Rodario has joined #ste||ar
Rodario1 has quit [Ping timeout: 240 seconds]
* zao
shakes a tiny fist at hwloc
<zao>
Or rather, HPX's assumptions about machine structure :P
<jbjnr>
zao: what assumptions?
mcopik has joined #ste||ar
<zao>
jbjnr: As far as I got before I stopped hacking, it assumes that a core has PU children directly below.
<zao>
I've got a machine that doesn't expose "core" to hwloc at all, due to a bit of lack of OS support.
<zao>
Also no cache or package info.
<zao>
Might have to fix the OS in this case.
<zao>
Or just not try to build on it anymore.
<zao>
The day someone builds a cluster on DragonFlyBSD, I'll be very scared.
<jbjnr>
hmmm. not strictly an hpx failed assumption then. is it a show stopper or have you worked around it?
<zao>
I gave up.
<jbjnr>
hmmm
<zao>
Got no idea what the code is supposed to be used for, and where else it's assumed to be like that.
<jbjnr>
pus - but no cores - we ought to be able to work around that
<jbjnr>
just assume that if cores is zero, we set it to #pus - but then the affinity masks would be incorrect. yes it might be a serious problem
<jbjnr>
cos everything in hwloc uses masks for cores/domains etc
<zao>
I should upstream what I have for now, but it's still rather broken logically.
<zao>
At least we found a hang in the RP ctor :)

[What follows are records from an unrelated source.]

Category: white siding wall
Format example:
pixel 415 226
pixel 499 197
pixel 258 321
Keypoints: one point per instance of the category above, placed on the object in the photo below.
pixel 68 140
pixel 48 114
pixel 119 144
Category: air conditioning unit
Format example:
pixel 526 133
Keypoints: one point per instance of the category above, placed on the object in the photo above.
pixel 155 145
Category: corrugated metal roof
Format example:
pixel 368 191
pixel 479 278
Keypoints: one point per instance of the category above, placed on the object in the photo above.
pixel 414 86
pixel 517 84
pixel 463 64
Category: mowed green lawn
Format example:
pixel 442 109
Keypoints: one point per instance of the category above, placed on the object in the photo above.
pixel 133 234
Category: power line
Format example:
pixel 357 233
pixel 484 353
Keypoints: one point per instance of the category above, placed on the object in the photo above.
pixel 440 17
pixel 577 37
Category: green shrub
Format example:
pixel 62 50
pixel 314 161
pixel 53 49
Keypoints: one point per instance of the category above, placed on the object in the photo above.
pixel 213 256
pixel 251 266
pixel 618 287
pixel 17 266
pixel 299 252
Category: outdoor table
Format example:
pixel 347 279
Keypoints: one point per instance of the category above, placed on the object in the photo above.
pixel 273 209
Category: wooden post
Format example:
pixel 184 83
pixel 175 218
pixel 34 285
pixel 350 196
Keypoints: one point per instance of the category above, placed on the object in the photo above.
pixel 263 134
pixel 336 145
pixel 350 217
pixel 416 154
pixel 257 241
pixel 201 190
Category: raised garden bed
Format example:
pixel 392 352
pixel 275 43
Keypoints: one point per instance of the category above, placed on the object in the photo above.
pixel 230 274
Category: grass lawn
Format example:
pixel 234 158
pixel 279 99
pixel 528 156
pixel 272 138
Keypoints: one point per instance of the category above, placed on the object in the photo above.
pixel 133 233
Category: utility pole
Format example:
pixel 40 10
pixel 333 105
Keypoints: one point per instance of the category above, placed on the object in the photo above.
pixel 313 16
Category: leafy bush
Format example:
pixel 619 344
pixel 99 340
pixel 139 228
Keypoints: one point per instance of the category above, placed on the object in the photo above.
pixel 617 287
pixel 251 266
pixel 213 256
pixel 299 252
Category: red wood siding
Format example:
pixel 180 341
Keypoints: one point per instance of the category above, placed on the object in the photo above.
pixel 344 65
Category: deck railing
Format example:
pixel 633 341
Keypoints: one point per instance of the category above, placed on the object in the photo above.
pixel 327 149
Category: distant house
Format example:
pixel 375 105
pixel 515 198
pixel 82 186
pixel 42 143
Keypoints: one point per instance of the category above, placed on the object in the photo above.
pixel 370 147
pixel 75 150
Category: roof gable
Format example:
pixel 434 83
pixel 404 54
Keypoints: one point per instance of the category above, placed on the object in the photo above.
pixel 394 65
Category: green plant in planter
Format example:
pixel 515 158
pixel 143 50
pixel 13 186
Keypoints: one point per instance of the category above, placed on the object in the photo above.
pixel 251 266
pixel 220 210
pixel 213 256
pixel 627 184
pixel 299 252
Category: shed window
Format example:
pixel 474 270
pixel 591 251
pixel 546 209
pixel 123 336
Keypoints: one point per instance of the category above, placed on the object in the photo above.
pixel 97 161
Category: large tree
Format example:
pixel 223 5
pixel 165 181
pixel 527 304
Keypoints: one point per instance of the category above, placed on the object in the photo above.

Rodario1 has joined #ste||ar
Rodario has quit [Ping timeout: 240 seconds]
aserio has quit [Quit: aserio]
Rodario has joined #ste||ar
Rodario1 has quit [Ping timeout: 252 seconds]
bikineev has joined #ste||ar
Rodario1 has joined #ste||ar
diehlpk_work has quit [Quit: Leaving]
Rodario has quit [Ping timeout: 248 seconds]
mcopik has quit [Ping timeout: 240 seconds]
Rodario has joined #ste||ar
Rodario1 has quit [Ping timeout: 240 seconds]
EverYoung has quit [Remote host closed the connection]
Rodario1 has joined #ste||ar
Rodario has quit [Ping timeout: 260 seconds]
Rodario1 has quit [Client Quit]
Rodario has joined #ste||ar
bikineev has quit [Remote host closed the connection]
Rodario has quit [Quit: Leaving.]
Rodario has joined #ste||ar
Rodario has quit [Quit: Leaving.]
zbyerly_ has joined #ste||ar
bikineev has joined #ste||ar
Matombo has quit [Remote host closed the connection]